Foreign students resident in Australia are no longer subject to a $300,000 limit on the value of an established dwelling purchased as their principal place of residence.
Vacant residential land:
Acquisitions by foreign-owned companies, trust estates and non-resident foreign persons of single blocks of vacant residential land are required to build a dwelling within a period of 24 months (previously within 12 months and development expenditure of at least 50 per cent of land cost).
‘Single blocks’ of vacant land generally refers to a block of land on which only a single dwelling could be constructed. This does not include large tracts of land (eg for the purpose of subdivision) or multiple adjacent single blocks (eg to develop a multi-dwelling apartment complex) – additional development conditions may apply to such acquisitions.
New dwellings:
The previous requirement that only 50 per cent of new dwellings can be sold to foreign persons on an ‘off the plan’ basis was removed provided developers market locally as well as overseas. Vendors are no longer required to have concurrently developed a similar dwelling in order to be able to sell a new stand-alone dwelling to a foreign person. This will be reviewed after two years.

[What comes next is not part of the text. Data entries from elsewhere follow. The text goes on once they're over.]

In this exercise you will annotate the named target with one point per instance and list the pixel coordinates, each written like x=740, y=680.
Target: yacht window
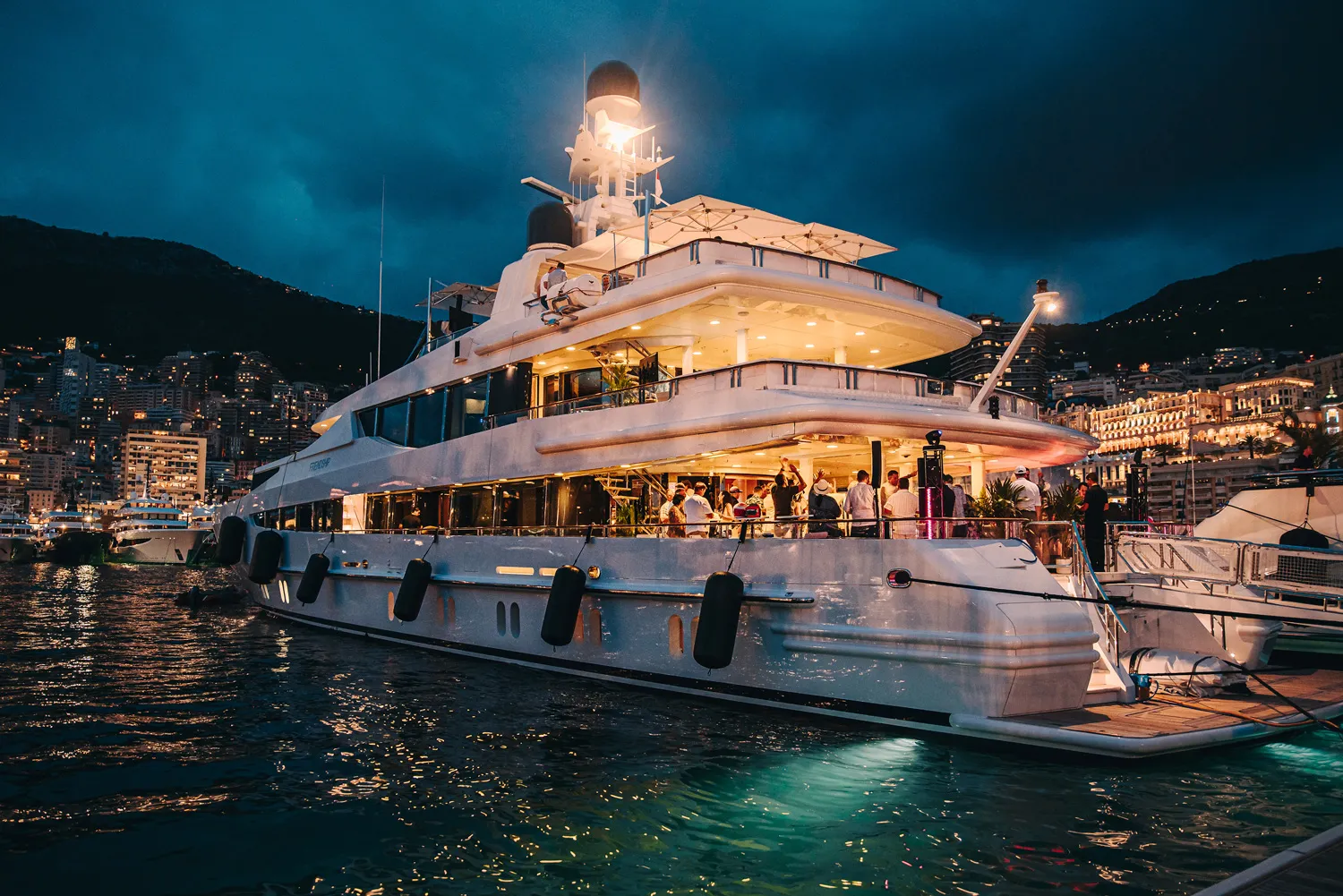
x=582, y=500
x=523, y=504
x=583, y=388
x=467, y=408
x=368, y=421
x=391, y=422
x=427, y=418
x=510, y=392
x=472, y=509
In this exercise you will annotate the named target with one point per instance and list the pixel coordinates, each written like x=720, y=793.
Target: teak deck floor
x=1310, y=689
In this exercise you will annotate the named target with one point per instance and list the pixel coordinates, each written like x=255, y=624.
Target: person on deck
x=787, y=484
x=1093, y=522
x=902, y=509
x=822, y=508
x=860, y=506
x=698, y=514
x=1029, y=492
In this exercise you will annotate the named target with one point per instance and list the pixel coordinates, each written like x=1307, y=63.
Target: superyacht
x=150, y=530
x=18, y=541
x=497, y=498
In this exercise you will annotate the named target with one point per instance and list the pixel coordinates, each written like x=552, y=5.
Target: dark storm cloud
x=1109, y=147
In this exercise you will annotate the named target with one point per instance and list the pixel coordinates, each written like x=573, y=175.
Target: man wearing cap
x=697, y=514
x=1029, y=493
x=665, y=511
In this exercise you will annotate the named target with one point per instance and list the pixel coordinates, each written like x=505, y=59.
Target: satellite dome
x=550, y=225
x=614, y=88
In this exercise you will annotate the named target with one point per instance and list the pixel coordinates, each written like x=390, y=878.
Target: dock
x=1311, y=868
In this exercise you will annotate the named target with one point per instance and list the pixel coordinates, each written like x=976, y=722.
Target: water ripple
x=148, y=750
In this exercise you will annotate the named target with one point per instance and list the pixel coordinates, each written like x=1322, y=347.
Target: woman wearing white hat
x=822, y=508
x=1029, y=493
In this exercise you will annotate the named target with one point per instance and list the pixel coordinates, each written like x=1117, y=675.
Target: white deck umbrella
x=826, y=242
x=706, y=218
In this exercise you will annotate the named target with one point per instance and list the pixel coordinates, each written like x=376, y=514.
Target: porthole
x=676, y=636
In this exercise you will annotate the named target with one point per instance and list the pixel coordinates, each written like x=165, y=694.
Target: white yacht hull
x=15, y=550
x=158, y=546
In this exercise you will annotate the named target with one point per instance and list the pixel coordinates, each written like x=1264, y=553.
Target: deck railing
x=838, y=380
x=719, y=252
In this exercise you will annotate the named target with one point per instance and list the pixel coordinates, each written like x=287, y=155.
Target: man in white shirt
x=665, y=511
x=902, y=507
x=697, y=514
x=889, y=487
x=860, y=506
x=1029, y=493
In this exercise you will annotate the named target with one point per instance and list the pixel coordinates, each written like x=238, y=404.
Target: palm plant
x=1326, y=448
x=1064, y=503
x=998, y=500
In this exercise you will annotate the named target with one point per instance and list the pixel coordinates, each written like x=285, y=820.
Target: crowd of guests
x=792, y=508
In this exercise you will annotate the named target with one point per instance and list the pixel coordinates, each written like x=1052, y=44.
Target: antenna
x=381, y=233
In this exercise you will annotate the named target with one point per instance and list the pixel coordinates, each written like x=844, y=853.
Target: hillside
x=144, y=298
x=1286, y=303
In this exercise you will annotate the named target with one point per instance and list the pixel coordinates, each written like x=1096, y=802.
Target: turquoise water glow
x=148, y=750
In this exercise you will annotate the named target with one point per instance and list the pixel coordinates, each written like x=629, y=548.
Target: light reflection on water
x=148, y=750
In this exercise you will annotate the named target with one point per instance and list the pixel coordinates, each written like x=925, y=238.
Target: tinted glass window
x=467, y=414
x=427, y=418
x=473, y=508
x=391, y=422
x=368, y=421
x=523, y=504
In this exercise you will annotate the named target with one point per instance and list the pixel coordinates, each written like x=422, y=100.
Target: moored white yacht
x=1272, y=557
x=148, y=530
x=18, y=539
x=486, y=499
x=72, y=535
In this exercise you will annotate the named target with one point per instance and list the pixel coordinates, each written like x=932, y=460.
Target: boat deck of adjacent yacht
x=1165, y=724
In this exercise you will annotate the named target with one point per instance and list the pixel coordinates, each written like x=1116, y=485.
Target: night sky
x=1111, y=148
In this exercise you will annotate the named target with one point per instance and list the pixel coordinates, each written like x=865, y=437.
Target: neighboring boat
x=18, y=539
x=496, y=496
x=1264, y=574
x=150, y=530
x=72, y=536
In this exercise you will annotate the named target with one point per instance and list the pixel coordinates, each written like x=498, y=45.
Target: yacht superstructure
x=499, y=496
x=18, y=539
x=148, y=530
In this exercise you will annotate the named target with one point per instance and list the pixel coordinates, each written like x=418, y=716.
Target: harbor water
x=147, y=748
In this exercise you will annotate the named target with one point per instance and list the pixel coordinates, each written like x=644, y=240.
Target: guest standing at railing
x=902, y=509
x=787, y=485
x=860, y=506
x=698, y=514
x=1093, y=520
x=822, y=508
x=676, y=516
x=1029, y=492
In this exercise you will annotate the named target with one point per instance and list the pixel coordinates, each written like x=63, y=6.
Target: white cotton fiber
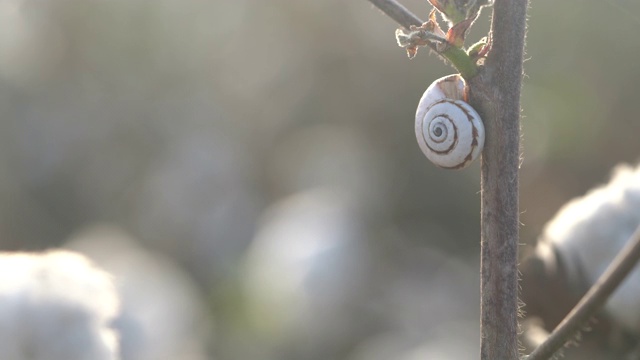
x=55, y=306
x=590, y=231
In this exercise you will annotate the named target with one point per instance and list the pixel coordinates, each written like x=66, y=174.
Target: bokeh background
x=264, y=151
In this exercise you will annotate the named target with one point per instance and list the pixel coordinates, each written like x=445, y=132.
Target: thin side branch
x=593, y=300
x=397, y=12
x=457, y=56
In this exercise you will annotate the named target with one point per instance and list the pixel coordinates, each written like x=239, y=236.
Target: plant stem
x=495, y=94
x=592, y=300
x=461, y=61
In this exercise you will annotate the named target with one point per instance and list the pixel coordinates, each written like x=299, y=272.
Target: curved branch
x=592, y=300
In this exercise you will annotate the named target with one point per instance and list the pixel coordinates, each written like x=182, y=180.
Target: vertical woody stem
x=495, y=93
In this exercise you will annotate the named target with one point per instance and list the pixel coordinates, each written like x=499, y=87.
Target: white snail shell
x=449, y=131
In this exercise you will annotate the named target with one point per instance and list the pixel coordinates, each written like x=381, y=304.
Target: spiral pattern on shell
x=449, y=131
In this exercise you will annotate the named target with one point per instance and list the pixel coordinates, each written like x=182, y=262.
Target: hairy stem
x=495, y=94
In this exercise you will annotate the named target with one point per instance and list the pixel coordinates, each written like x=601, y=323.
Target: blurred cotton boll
x=590, y=231
x=576, y=247
x=162, y=316
x=56, y=306
x=306, y=274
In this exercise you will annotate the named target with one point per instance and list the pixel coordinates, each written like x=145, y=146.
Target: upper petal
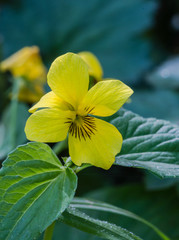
x=94, y=66
x=68, y=78
x=97, y=146
x=50, y=100
x=105, y=98
x=48, y=125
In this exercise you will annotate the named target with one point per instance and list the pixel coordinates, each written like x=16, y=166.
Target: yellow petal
x=105, y=98
x=99, y=148
x=25, y=63
x=48, y=125
x=94, y=66
x=68, y=78
x=51, y=100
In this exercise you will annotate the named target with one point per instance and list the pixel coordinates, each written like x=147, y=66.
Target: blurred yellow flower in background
x=27, y=65
x=70, y=109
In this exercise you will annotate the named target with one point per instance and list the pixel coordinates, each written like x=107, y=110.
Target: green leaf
x=148, y=143
x=90, y=204
x=34, y=190
x=97, y=227
x=158, y=207
x=150, y=103
x=17, y=133
x=166, y=75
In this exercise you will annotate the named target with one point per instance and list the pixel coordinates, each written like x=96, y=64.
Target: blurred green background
x=136, y=41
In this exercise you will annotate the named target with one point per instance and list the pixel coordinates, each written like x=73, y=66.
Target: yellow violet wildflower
x=94, y=66
x=70, y=109
x=27, y=64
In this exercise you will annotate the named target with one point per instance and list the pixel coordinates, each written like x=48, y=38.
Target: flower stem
x=49, y=232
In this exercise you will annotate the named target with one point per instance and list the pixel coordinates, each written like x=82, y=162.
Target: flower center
x=83, y=127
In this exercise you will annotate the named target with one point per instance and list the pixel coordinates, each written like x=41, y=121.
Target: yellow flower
x=27, y=64
x=70, y=108
x=94, y=66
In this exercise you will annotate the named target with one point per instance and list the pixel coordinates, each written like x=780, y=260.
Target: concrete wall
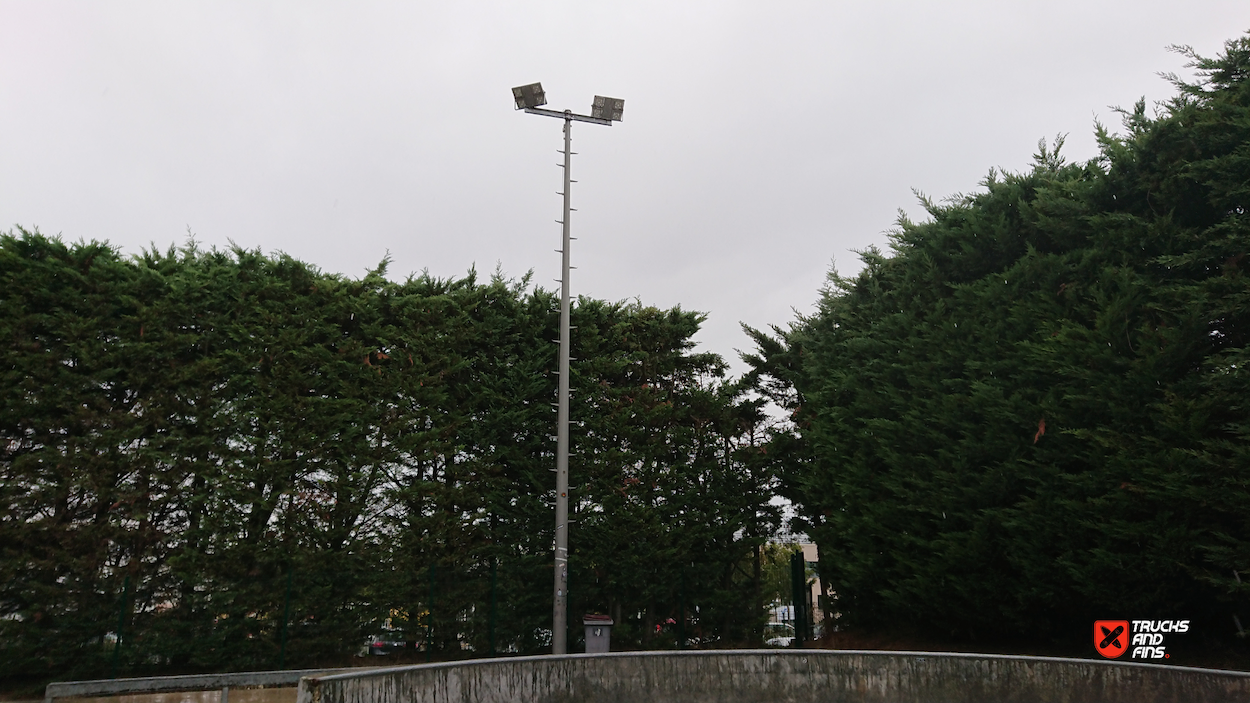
x=779, y=676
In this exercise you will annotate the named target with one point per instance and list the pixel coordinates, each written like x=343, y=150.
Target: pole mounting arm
x=569, y=115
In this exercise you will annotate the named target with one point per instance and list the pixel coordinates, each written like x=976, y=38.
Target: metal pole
x=121, y=622
x=286, y=619
x=494, y=603
x=681, y=612
x=560, y=609
x=429, y=621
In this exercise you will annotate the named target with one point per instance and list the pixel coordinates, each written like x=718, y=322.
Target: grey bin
x=599, y=633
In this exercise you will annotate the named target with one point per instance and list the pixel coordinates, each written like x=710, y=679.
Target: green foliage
x=210, y=424
x=1031, y=412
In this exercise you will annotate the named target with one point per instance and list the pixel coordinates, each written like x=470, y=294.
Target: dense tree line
x=1033, y=410
x=239, y=459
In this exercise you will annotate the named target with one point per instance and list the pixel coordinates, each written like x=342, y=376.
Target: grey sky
x=761, y=140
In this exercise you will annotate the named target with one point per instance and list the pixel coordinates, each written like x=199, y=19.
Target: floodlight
x=608, y=108
x=529, y=95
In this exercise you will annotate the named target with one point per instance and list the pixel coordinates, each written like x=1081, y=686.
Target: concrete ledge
x=195, y=682
x=758, y=676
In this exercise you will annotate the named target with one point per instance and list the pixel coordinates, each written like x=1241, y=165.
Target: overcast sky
x=761, y=144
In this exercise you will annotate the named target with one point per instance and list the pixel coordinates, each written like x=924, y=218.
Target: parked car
x=381, y=644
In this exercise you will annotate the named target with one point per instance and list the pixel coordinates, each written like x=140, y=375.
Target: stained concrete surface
x=783, y=677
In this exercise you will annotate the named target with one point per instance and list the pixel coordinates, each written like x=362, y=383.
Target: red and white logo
x=1111, y=638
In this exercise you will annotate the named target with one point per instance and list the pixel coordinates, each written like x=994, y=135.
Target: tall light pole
x=604, y=111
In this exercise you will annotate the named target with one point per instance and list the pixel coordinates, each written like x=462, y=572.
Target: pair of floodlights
x=603, y=110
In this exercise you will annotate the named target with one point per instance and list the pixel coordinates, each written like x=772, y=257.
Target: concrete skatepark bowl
x=799, y=676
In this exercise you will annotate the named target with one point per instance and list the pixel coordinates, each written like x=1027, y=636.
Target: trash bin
x=599, y=633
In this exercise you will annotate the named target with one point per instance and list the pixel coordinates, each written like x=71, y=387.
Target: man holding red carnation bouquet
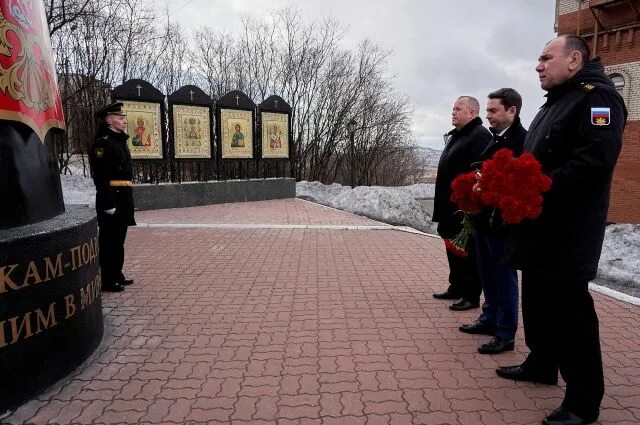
x=576, y=137
x=499, y=280
x=465, y=144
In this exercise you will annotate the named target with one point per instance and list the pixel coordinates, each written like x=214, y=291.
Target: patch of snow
x=78, y=190
x=620, y=259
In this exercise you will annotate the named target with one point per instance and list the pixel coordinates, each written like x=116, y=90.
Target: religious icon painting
x=143, y=127
x=191, y=131
x=236, y=130
x=275, y=135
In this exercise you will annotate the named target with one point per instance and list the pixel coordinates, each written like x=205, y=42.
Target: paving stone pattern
x=304, y=326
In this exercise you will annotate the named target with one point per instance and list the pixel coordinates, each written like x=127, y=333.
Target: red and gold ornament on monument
x=28, y=84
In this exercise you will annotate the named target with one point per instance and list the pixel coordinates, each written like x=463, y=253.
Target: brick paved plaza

A ‘new dwelling’ was previously defined as having never been occupied or sold; this now includes dwellings that have not been sold but that may have been occupied for no more than 12 months.
Foreign companies purchasing second hand dwellings
Foreign-owned companies can now purchase established dwellings for the use of their Australian based staff provided that they sell or rent the dwelling if it is expected to remain vacant for more than 6 months. There is no limit to the number of established dwellings which can be purchased, where required for employee accommodation.
Redevelopment of second hand dwellings:
A proposed redevelopment must increase the number of dwellings and no rental income can be obtained from the existing dwelling prior to demolition. Such redevelopments are required to demolish the existing dwelling and commence construction of the new dwellings within 24 months in line with vacant land (previously 12 months).